Sowohl der Odinsohn als auch sein Vater sind fassungslos: Ausgerechnet eine Frau schwingt nun den ehrwürdigen Mjolnir!
Mit dem Crossover "The War of the Realms", das er orchestrierte, erreichte Jason Aaron 2019 ohne Frage den bisherigen Höhepunkt seiner Autorenschaft für Marvel. Bei der sechsteiligen Hauptserie, um die sich wie immer bei solchen verlagsweiten Events zahlreiche Tie-ins scharten, kam es auch zu einer erneuten Zusammenarbeit mit Zeichner Russell Dauterman, mit dem er 2014 eine neue monatliche "Thor"-Serie gestartet hatte. Der Aufhänger dafür war ebenso simpel wie er die Aufmerksamkeit der bekanntlich oftmals stockkonservativen Hardcore-Fans erregte: Der Odinsohn war, durch die (vorerst nicht enthüllten) Worte, die ihm Nick Fury am
Ende von "Original Sin" zugeflüstert hatte, unwürdig geworden, seinen getreuen Uru-Hammer Mjolnir zu tragen. Genauer gesagt hochzuheben, denn das gute Teil verweigerte ihm fortan den Dienst.

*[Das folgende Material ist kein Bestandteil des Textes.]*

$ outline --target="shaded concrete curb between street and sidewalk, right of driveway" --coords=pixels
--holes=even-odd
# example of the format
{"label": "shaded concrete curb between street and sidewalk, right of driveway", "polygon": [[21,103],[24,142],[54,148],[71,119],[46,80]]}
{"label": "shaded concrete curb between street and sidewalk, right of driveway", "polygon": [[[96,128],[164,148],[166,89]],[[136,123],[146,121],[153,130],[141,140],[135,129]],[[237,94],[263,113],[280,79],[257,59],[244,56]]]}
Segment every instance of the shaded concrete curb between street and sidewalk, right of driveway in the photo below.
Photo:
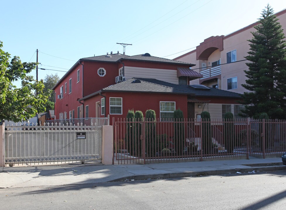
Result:
{"label": "shaded concrete curb between street and sidewalk, right of driveway", "polygon": [[[257,165],[257,164],[256,164]],[[235,174],[236,172],[248,173],[249,171],[278,171],[286,170],[286,166],[261,166],[261,167],[251,167],[247,169],[223,169],[223,170],[206,170],[206,171],[196,171],[196,172],[184,172],[184,173],[165,173],[165,174],[146,174],[146,175],[134,175],[125,176],[122,178],[114,179],[109,182],[125,181],[127,180],[145,180],[145,179],[157,179],[157,178],[180,178],[180,177],[190,177],[190,176],[208,176],[208,175],[218,175],[218,174]]]}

Eine niederschmetternde Angelegenheit für den selbstbewussten Asen, doch es kommt noch dicker: Plötzlich taucht eine weibliche Göttin des Donners auf, die im Gegensatz zu ihm in der Lage ist, den Hammer zu schwingen, und dies sogleich beweist im Kampf gegen die Eisriesen, die eine unterseeische Station des Roxxon-Konzerns angreifen. Dessen schmieriger Boss Dario Agger hat offenbar den Schädel von Laufey, dem verblichenen Herrscher von Jotunheim (und Lokis Vater), aufgespürt, an dem auch Dunkelelf Malekith großes Interesse zeigt. Die neue Thor wird somit in einen Kampf an mehreren Fronten verwickelt, denn neben den Bösewichten stellt sich ihr der kurz darauf noch dazu um einen Arm kürzer gemachte Odinsohn ebenso in den Weg wie Odin, der das Matriarchat seiner Frau während seiner Abwesenheit soeben beendet hat und außer sich ist über den Frevel.

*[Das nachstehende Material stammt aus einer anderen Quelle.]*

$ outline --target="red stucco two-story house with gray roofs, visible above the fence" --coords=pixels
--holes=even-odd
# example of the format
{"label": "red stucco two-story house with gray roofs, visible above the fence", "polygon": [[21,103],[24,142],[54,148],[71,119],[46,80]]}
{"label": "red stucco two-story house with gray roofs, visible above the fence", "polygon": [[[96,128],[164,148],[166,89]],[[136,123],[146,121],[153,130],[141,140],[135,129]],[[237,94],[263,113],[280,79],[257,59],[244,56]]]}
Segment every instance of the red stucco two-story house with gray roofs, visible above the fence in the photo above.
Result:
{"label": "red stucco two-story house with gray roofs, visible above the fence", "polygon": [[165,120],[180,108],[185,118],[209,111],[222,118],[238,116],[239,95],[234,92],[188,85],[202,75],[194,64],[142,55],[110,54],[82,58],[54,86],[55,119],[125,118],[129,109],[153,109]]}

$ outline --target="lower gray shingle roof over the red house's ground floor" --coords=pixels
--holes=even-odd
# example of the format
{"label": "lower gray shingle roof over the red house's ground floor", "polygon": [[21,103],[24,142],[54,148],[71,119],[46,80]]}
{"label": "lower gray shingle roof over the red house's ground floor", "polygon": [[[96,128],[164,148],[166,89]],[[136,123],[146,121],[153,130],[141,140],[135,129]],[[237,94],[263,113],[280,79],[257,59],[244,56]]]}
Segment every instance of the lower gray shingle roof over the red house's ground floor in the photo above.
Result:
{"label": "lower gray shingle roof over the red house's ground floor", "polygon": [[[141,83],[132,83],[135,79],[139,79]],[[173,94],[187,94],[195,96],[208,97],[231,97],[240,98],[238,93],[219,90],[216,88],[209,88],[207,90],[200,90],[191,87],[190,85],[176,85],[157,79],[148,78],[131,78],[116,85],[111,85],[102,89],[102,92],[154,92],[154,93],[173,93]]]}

Wer "War of the Realms" gelesen hat, findet in den ersten fünf hier abgedruckten Ausgaben von "Thor" (Vol. 4) bereits einige Fäden wieder, die Jason Aaron während seiner Autorenschaft für den Donnergott beständig knüpfte, etwa den bereits zuvor installierten Rat der Welten und vor allem den Beginn der unheilvollen Komplizenschaft von Dario Agger und Malekith. Abseits der Action, dem Machtkampf innerhalb Asgards und dem Rätsel um ihre Identität (Achtung: Spoiler auf den redaktionellen Infoseiten) ist die weibliche Thor aber auch ein treffsicher ausgeführter Schlag ins Gesicht von jeglichem Machismo – sei es vom Donnergott, dem beratungsresistenten Allvater oder eben der männlichen Kernleserschaft. Wesentlichen Anteil daran hat auch das anmutige Artwork von Russell Dauterman, das zugleich Stärke als auch Unsicherheit seiner Protagonistin widerspiegelt.